Lycopene is also thought to strengthen bones, lower levels of LDL cholesterol and boost your metabolism. Its strong antioxidant properties can protect your eyes from oxidative stress, making it important for maintaining overall eye health. 


Epigallocatechin-3-gallate, more commonly known as EGCG, is one of a group of plant phenols called tannins that are found in green tea. Green tea’s popularity stems back 5,000 years to the Chinese aristocracy. Today, tea is consumed by two-thirds of the world’s population on a daily basis, and not just because it’s delicious.

The EGCG found in green tea has powerful cancer-preventing benefits. Studies have shown that this mesonutrient has the potential to stop cancer cells from growing, kill cancer cells and even prevent the formation of blood vessels in cancerous tumors. EGCG is also linked with improved brain function, fat loss and protection against Alzheimer’s and Parkinson’s disease.

The best way to consume EGCG is through matcha powder — a highly concentrated form of green tea. Matcha powder is harvested from tea plants that have been shielded from direct sunlight for 20 to 30 days before harvest. This increases the chlorophyll production, boosts amino acid content and gives the plant a darker green color.


Anthocyanins are found in naturally purple foods such as black currants, blackberries, blueberries and purple sweet potatoes as well as in some red foods such as cherries, pomegranates, kidney beans, grapes, açai berries and cranberries.

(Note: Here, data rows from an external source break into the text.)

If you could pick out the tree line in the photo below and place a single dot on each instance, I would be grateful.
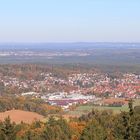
(96, 125)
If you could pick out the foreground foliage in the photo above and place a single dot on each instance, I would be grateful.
(96, 125)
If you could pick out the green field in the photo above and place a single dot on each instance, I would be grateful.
(83, 109)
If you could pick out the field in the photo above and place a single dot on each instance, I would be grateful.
(18, 115)
(83, 109)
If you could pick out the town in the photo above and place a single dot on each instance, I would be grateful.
(73, 88)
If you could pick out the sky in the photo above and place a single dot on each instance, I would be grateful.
(69, 20)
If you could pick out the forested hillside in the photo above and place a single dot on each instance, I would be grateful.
(96, 125)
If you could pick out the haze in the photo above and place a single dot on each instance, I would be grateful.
(69, 21)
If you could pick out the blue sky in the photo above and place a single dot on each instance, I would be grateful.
(69, 20)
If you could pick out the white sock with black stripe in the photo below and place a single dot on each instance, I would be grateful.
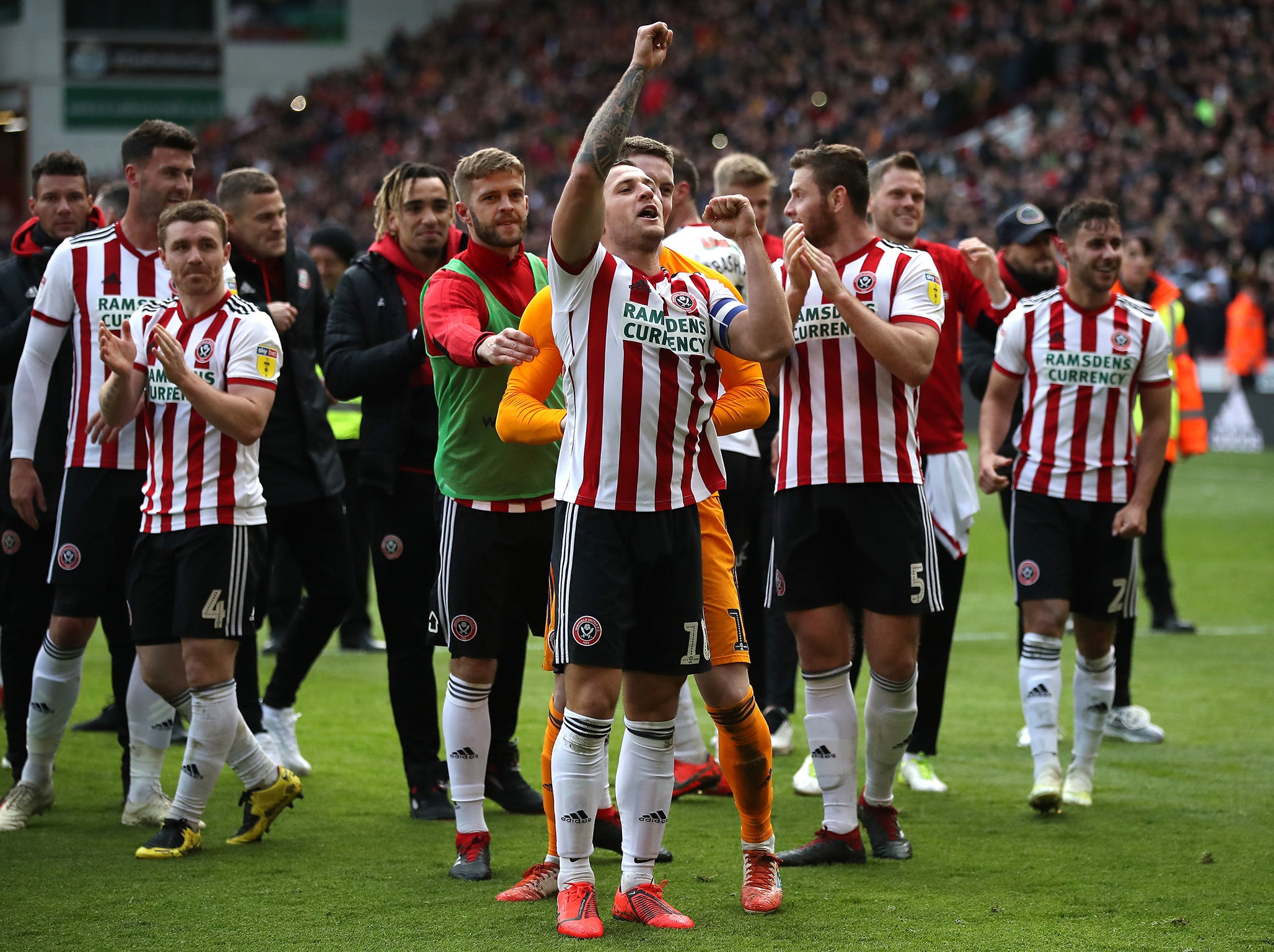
(151, 723)
(54, 690)
(1094, 694)
(644, 788)
(1040, 686)
(213, 714)
(832, 731)
(579, 775)
(467, 736)
(890, 714)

These mesonutrients act as antioxidants and offer anti-inflammatory and anti-viral benefits. Anthocyanins help improve cholesterol levels and blood sugar metabolism and fight oxidative stress which helps enhance heart health and ward off heart disease. Some studies have shown that anthocyanins can promote weight loss and inhibit the growth of breast cancer cells.

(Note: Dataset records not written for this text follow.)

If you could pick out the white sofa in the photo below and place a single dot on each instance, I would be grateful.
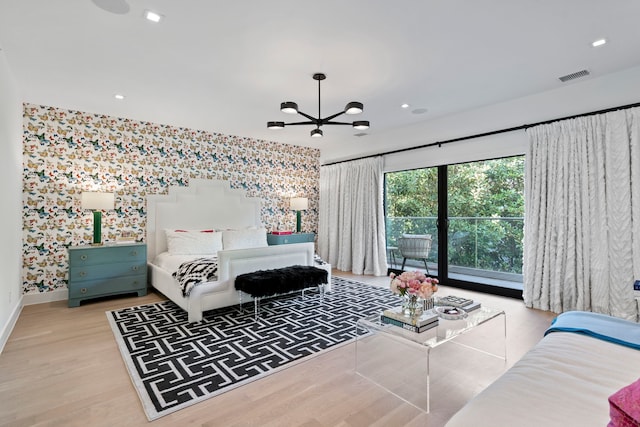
(231, 263)
(565, 380)
(206, 205)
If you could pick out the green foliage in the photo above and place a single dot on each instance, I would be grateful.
(486, 209)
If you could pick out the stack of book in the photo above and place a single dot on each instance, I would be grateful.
(396, 317)
(464, 303)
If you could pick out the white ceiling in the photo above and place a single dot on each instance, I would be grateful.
(225, 66)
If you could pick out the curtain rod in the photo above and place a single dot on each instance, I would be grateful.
(480, 135)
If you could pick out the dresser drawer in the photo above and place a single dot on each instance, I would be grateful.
(101, 271)
(107, 286)
(107, 254)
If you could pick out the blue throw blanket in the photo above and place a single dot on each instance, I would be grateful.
(608, 328)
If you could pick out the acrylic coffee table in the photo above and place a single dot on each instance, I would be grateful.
(399, 360)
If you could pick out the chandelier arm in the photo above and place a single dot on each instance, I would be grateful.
(327, 119)
(301, 123)
(337, 123)
(313, 119)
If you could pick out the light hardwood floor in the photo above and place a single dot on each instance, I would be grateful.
(61, 367)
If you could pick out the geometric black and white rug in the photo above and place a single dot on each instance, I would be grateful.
(174, 364)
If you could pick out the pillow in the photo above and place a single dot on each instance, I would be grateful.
(243, 239)
(193, 242)
(624, 406)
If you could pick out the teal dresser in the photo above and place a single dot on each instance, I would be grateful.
(98, 271)
(283, 239)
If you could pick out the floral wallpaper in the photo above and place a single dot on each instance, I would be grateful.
(66, 152)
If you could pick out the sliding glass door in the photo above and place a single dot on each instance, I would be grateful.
(474, 213)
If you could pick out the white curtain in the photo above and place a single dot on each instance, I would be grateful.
(582, 214)
(351, 232)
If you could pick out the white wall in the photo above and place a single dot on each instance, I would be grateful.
(11, 196)
(611, 90)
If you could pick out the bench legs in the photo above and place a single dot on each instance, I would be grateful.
(256, 300)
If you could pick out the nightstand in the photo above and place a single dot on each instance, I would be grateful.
(98, 271)
(283, 239)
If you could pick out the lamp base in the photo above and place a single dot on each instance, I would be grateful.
(97, 228)
(298, 221)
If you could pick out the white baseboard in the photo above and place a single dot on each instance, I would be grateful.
(11, 323)
(42, 297)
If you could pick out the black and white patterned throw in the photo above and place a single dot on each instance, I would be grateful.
(174, 364)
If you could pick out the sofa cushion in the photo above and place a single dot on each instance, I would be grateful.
(193, 242)
(244, 239)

Berberine is found in goldenseal and barberries and has a long history of use in traditional Chinese medicine. These two foods are not commonly found in grocery stores or farmers markets, meaning this mesonutrient is best found in supplement form. Although obscure, berberine can help balance blood pressure and has anti-inflammatory properties. It has also been found to decrease blood sugar levels in those with type 2 diabetes, promote weight loss and lower levels of LDL cholesterol.  



Saffronal is derived from its namesake spice, saffron – which is commonly used in many recipes for added flavor. This mesonutrient is thought to have many health benefits including promoting mental health, decreasing the risk of macular degeneration (age-related degeneration of the eyes), boosting digestive health, preventing hair loss, alleviating symptoms of premenstrual syndrome and relieving body pain. Recently, research has indicated that saffronal also might have an effect as an antidepressant and appetite suppressant. 

As with all dietary changes, it’s very important to first consult your primary care physician before increasing your mesonutrient consumption. Your health care provider can help you decide which mesonutrients may be best for your health and which you may want to take in supplement form in addition to your regular diet. 

mesonutrient infographic

(Disclaimer notice: This article is intended to provide general health information and to support the promotion of health and wellness. The information on mesonutrients does not constitute medical advice and is not intended to be a substitute for medical care or advice provided by your physician or qualified provider. If you have any specific questions about a personal medical matter, please consult your doctor or other professional health care provider).